You are obsessed with the workings of love
And relationships -- And all of the 'meaningful bullshit'
One could ever hope to squash between a set of tits,
and child support payments. I am an ex-courtesan, a modern-man
I can suck a cock for money, or figure out a way
To end poverty. There is no getting me under your thumb
Because I am a solar system, eternally child, a skeleton
Disintegrating in the sun blasted waste-lands.
An autodidact, I become where I am at the speed -
- Of light. And you, spider, I will admit even
Stumped Jung, but my mating is done, and I have moved
On, because I sold myself into slavery, and sex, for
a decade, and then bought my way back in order to shed
My masculinity, and assume my role as hero,
(Ego removal by penetration, and ritual sex magic)
I am impervious to lust, greed, and the sexual control that
Women have over men. I also can't be manipulated by power,
Friends, or currency.

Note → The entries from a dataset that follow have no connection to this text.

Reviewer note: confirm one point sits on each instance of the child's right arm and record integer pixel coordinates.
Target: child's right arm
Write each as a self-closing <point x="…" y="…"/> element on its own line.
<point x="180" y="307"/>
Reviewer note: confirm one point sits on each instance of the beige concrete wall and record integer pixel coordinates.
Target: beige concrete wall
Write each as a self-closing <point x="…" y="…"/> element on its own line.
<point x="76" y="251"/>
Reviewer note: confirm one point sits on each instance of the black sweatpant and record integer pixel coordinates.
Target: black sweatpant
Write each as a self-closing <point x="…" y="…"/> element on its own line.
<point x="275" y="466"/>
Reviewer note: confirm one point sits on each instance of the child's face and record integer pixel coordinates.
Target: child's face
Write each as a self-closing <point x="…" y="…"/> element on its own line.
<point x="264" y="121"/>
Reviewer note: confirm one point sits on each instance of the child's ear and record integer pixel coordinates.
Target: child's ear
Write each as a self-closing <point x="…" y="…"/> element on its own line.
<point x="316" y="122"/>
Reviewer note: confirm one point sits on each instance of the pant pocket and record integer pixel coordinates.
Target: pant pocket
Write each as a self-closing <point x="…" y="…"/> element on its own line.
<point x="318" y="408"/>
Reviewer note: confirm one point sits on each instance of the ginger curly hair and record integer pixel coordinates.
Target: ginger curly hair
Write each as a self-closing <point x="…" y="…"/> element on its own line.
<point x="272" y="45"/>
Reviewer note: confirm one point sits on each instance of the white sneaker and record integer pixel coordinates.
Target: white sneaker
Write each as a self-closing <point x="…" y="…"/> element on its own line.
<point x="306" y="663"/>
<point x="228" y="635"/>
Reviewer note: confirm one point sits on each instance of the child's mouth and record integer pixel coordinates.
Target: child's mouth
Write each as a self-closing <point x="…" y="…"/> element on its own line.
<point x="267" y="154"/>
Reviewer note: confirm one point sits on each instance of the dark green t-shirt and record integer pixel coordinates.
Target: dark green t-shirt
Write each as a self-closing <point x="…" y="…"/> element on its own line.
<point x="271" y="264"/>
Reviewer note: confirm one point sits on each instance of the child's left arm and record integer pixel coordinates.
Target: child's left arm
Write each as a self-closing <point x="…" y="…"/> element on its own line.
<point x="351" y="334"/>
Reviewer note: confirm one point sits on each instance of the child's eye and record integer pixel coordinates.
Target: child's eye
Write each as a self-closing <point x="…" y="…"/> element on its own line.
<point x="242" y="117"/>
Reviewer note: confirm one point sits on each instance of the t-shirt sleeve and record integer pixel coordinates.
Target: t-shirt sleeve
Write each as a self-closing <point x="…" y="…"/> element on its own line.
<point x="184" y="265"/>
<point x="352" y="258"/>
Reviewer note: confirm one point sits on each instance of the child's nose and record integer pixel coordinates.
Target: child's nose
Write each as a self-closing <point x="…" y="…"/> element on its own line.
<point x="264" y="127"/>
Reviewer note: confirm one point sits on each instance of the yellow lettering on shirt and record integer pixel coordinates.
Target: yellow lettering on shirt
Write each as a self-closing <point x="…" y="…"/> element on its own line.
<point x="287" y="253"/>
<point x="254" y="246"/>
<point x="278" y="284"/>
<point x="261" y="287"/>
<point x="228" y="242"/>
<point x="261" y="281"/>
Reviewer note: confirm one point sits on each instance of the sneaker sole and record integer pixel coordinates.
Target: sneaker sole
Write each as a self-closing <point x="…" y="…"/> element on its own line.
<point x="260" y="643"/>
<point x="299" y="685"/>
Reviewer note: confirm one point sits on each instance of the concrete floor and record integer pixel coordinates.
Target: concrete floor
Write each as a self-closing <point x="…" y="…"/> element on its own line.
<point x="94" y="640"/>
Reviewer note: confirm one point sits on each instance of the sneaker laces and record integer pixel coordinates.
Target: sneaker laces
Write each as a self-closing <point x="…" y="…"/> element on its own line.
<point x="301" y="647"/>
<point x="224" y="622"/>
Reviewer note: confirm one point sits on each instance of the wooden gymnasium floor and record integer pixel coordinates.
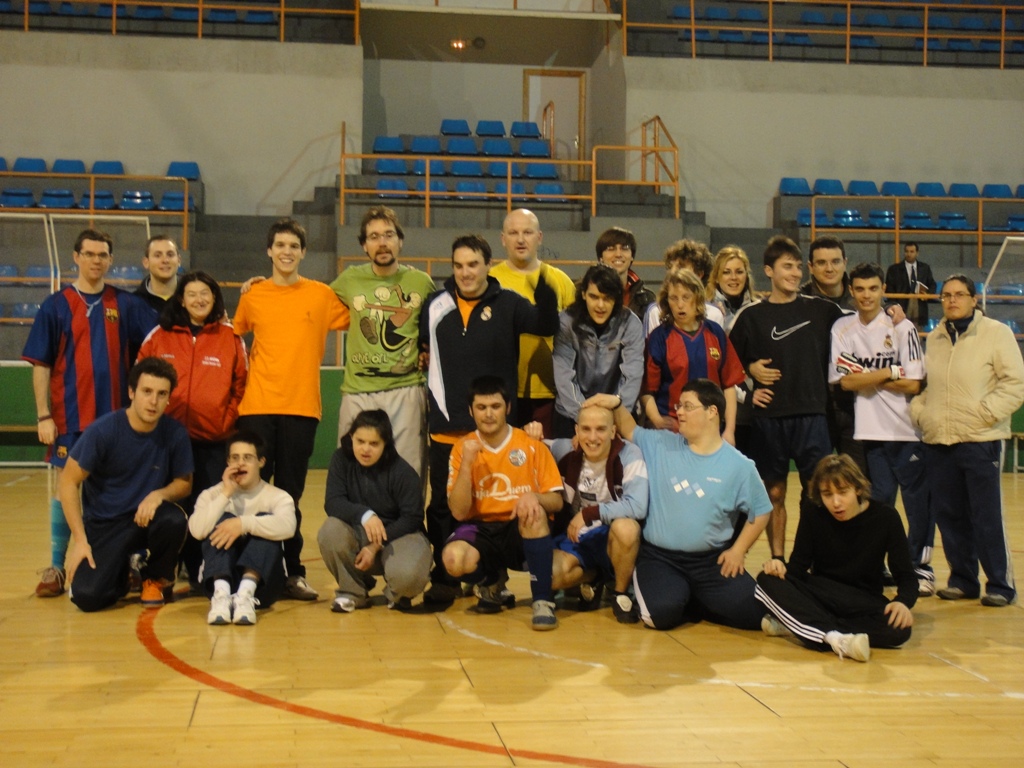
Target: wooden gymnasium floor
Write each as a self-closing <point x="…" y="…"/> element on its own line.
<point x="307" y="687"/>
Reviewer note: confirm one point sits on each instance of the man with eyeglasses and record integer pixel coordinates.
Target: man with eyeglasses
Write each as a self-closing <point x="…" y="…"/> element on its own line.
<point x="975" y="384"/>
<point x="381" y="352"/>
<point x="80" y="349"/>
<point x="690" y="564"/>
<point x="617" y="248"/>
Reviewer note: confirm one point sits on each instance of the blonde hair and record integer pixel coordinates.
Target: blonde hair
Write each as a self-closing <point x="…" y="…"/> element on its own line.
<point x="722" y="258"/>
<point x="687" y="279"/>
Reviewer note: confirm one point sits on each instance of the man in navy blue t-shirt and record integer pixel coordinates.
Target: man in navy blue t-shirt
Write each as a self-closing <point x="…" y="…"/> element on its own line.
<point x="118" y="491"/>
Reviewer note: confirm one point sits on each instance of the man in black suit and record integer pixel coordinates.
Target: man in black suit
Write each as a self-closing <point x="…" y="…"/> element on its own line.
<point x="911" y="275"/>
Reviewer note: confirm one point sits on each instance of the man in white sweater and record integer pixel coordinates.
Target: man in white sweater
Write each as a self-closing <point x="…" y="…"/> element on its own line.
<point x="242" y="522"/>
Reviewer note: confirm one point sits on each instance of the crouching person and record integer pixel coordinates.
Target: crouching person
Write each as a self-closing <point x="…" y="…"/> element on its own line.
<point x="375" y="518"/>
<point x="242" y="522"/>
<point x="830" y="593"/>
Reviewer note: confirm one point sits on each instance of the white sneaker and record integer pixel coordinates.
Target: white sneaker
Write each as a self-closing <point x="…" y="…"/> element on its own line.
<point x="851" y="646"/>
<point x="773" y="628"/>
<point x="220" y="609"/>
<point x="244" y="609"/>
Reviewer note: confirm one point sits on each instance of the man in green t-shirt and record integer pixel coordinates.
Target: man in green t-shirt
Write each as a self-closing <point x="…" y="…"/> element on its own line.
<point x="381" y="355"/>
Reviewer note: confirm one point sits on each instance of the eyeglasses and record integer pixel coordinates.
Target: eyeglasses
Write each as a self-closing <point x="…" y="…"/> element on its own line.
<point x="690" y="408"/>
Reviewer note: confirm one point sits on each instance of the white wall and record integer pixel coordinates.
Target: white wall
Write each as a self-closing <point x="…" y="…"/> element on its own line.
<point x="262" y="119"/>
<point x="742" y="125"/>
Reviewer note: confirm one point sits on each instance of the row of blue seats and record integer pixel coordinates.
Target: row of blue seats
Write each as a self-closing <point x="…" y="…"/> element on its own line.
<point x="398" y="188"/>
<point x="132" y="200"/>
<point x="799" y="39"/>
<point x="882" y="219"/>
<point x="496" y="169"/>
<point x="859" y="187"/>
<point x="489" y="128"/>
<point x="182" y="168"/>
<point x="497" y="147"/>
<point x="140" y="12"/>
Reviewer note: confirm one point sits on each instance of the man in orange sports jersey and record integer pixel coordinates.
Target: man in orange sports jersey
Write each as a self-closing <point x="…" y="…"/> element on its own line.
<point x="503" y="484"/>
<point x="290" y="317"/>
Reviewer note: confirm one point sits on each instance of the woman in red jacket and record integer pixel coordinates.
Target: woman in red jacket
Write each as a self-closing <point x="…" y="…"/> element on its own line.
<point x="197" y="338"/>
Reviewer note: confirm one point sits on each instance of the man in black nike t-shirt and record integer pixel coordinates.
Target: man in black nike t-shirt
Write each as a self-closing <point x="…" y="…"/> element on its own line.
<point x="783" y="343"/>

Surrounded by legions of the loyal.
I am utterly alone, like you, in a web of my own design
I collect beautiful things, I work magic, create
the future, fix the past, I am a messenger
Between two goddesses -- The reincarnation of many
I am stacking souls, and memory, back to a bigger bang
Do not misinterpret my love of bugs, and jars
As a warning, merely a changing of the guard.
You mistake confidence and wisdom for arrogance,
And in this life, you will undoubtedly get what you expect,
And that will not have a bearing on me, because I
Have had you all along, And if you look back to
The beginning, there we are -- I, with my liver in a bird's mouth,
And you spinning a yarn, and knowing no better.

Author notes


Written April 1st, 2005

In a list

A contest entry

What did you think

    I plan to revise this poem: please leave constructive criticism!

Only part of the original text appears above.